We have certified the Treasury’s approach for calculating the net cost or benefit to the taxpayer of the interventions to stabilise the financial sector. In particular, these are:
- equity injections into RBS, Lloyds and Northern Rock plc;
- the Asset Protection Scheme;
- bank financing support through the Special Liquidity Scheme (SLS) and Credit Guarantee Scheme (CGS);
- loans to Bradford & Bingley (B&B), Northern Rock Asset Management (NRAM), and the Financial Services Compensation Scheme (FSCS); and
- various wholesale and depositor guarantees.
The overall cost or benefit is highly uncertain and will depend in large part on the eventual sale price for the Government’s shareholdings in RBS and LBG, which it is not possible to predict with any confidence. The Treasury’s approach therefore uses market prices to value these shares. On the basis of the latest volume weighted average market prices this implies a loss of £25.6 billion on these investments, relative to an implied loss of £30.6 billion reported in the November EFO.
The Treasury then uses the Asset Protection Agency’s central projection of a net benefit to the taxpayer from the Asset Protection Scheme of £5 billion, including fee income.
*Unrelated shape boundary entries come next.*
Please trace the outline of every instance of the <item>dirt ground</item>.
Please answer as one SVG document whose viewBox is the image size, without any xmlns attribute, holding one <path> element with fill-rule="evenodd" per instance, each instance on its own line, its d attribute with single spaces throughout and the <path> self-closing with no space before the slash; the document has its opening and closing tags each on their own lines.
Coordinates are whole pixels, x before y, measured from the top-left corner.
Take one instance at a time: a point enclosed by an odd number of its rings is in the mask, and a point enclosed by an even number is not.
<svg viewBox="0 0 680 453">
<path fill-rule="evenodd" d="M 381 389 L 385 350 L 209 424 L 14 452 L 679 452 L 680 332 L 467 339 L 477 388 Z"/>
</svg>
Given the large original exposures, the Treasury have not in the past included income from the SLS or CGS. However, exposure to these schemes has diminished substantially. The SLS has now closed, with fee income of £2.5 billion and no reported losses. By January, there was £47.1 billion of outstanding debt guaranteed by the CGS, from a peak of under £140 billion in 2009. This debt will mature by the end of 2012 and associated fees received to date amount to £4 billion.
UK Financial Investments (UKFI) has published estimates for the repayment of the B&B and NRAM loans. The Government provided £62 billion of funding and, over time, the cash returns are expected to be between £94 billion and 96 billion. However, the outstanding cash returns will be received over the next 10-15 years and on a net present value basis will be relatively small in the context of the original funding provided to both banks. Therefore, the Treasury continue to assume that the cost of these and other interventions will not materially affect the aggregate cost or benefit.
Overall, their approach implies an estimated direct loss to the taxpayer of £14.3 billion. This contrasts to the November estimate of a loss of £25.6 billion, since when RBS’ and Lloyds’ equity values have increased (£5 billion) and other interventions have been quantified (£6 billion).
If all interventions were financed through debt, the Treasury estimate that additional debt interest costs would have totalled £12.5 billion over the 43 months to date.